United States refineries are running at utilization rates well above 90%, but don’t count them as part of the oil and gas industry being squeezed in the current commodity market. The Energy Information Administration (EIA) still expects domestic production to increase in 2015 (albeit, at slightly lower numbers than before), and refiners are prepared to take advantage of margins that have suddenly swung in their favor.

Many E&Ps reported lower than expected earnings in Q3’14 – the first hard effects of dropping oil prices.
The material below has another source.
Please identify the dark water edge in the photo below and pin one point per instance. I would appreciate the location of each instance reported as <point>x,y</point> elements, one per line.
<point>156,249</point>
ExxonMobil (ticker: XOM) and Chevron (ticker: CVX) were not part of that group – both operated at a quarterly profit, largely in part to financial success from their respective refinery divisions.

Source: AAA

Source: AAA

Bloomberg reported in November that XOM refineries ran a profit of $12 million per day in Q3’14 (73% higher than Q3’13) and CVX tripled profits in its downstream division. John Auers, Vice President of Turner Mason & Co., says products like asphalt are shielded from oil price swings, allowing refineries to capitalize on oil costs that have halved since July. Valero (ticker: VLO) plans on increasing its shareholder returns in 2015 while maintaining its capital expenditure level.

“Their refineries provide a counterweight to lower crude-oil prices,” Stephen Hoedt, Senior Research Analyst for Key Private Bank, said to Bloomberg.

No Rest for Refineries

Similar to the shale boom, refineries are also burning both ends of the candle to keep pace with the market. The EIA reported in the summer that refineries were running at all-time highs, with the Midwest PADD actually exceeding capacity at 100.3% utilization (made possible by lower than expected outage times).
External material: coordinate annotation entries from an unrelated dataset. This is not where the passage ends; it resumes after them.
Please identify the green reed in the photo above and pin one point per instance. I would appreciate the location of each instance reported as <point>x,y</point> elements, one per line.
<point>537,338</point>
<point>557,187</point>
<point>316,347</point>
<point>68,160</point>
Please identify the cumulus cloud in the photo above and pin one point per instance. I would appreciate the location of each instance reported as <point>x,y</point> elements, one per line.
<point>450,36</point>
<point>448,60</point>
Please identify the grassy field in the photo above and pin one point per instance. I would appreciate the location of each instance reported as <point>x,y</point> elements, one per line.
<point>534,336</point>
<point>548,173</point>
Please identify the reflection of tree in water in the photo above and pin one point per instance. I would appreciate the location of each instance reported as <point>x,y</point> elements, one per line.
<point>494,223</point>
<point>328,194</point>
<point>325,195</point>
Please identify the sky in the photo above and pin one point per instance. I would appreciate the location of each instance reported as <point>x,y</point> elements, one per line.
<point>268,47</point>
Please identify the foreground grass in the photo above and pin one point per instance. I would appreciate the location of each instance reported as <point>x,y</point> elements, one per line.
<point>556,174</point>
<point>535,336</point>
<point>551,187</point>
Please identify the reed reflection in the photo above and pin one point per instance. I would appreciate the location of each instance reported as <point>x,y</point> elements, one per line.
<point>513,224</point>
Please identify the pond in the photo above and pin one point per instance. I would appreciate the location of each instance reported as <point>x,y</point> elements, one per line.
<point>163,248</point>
The five U.S. PADDs operated at 93.9% capacity in the latest Petroleum Balance Sheet Report. The Gulf Coast PADD III led the group at 95.9% utilization while receiving crude inputs of 8.6 MMBOPD – more than half of the country’s operable capacity. Domestic production continues to increase, leading to a greater surplus in the market. Gasoline futures dropped below $1.50 per gallon in the EIA’s latest Weekly Petroleum Report. Prices in the Midwest and Gulf Coast regions averaged below $2.00 per gallon for the first time since 2009. Gasoline stocks are currently exceeding the previous five-year range.

Source: EIA

Source: EIA

Lower Prices = More Driving?

Some believe Americans may choose to drive more amid the lower prices, but the EIA has shown such prices generally do not influence the public. “Gasoline is a relatively inelastic product, meaning changes in prices have little influence on demand,” the Administration said in December. “The price elasticity of motor gasoline is currently estimated to be in the range of -0.02 to -0.04 in the short term, meaning it takes a 25% to 50% decrease in the price of gasoline to raise automobile travel 1%.”
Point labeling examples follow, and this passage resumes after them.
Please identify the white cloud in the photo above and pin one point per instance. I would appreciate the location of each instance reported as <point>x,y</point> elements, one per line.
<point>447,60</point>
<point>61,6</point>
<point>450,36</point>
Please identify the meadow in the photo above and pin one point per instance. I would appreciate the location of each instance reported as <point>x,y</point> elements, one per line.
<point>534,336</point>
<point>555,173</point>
It’s a good possibility the inelasticity of gasoline is the same as electricity or heat; it is generally a necessity, and consumers will pay for it regardless of the price.


Source: EIA

The EIA reports Americans used an average of 371 million gallons of gasoline per day in 2013, amounting to about 135 billion gallons for the entire year. By comparison, there were approximately 317 million Americans in 2013. On average, the typical American used 427 gallons. According to AAA, the average gas price in 2014 was approximately $3.34/gallon. If the average price hovers around the $2.00 mark for the majority of 2015, American consumers are looking at saving several hundred dollars per person. This is after AAA reported year-over-year consumer savings of $14 billion in 2014.

At today’s prices, you could drive your Chevrolet Silverado from Los Angeles to Las Vegas for less than $50. Those Ohio State fans who made the last second trip to Dallas can return to Columbus in the same vehicle for less than $140 – a can’t miss deal if you split it five ways between college students.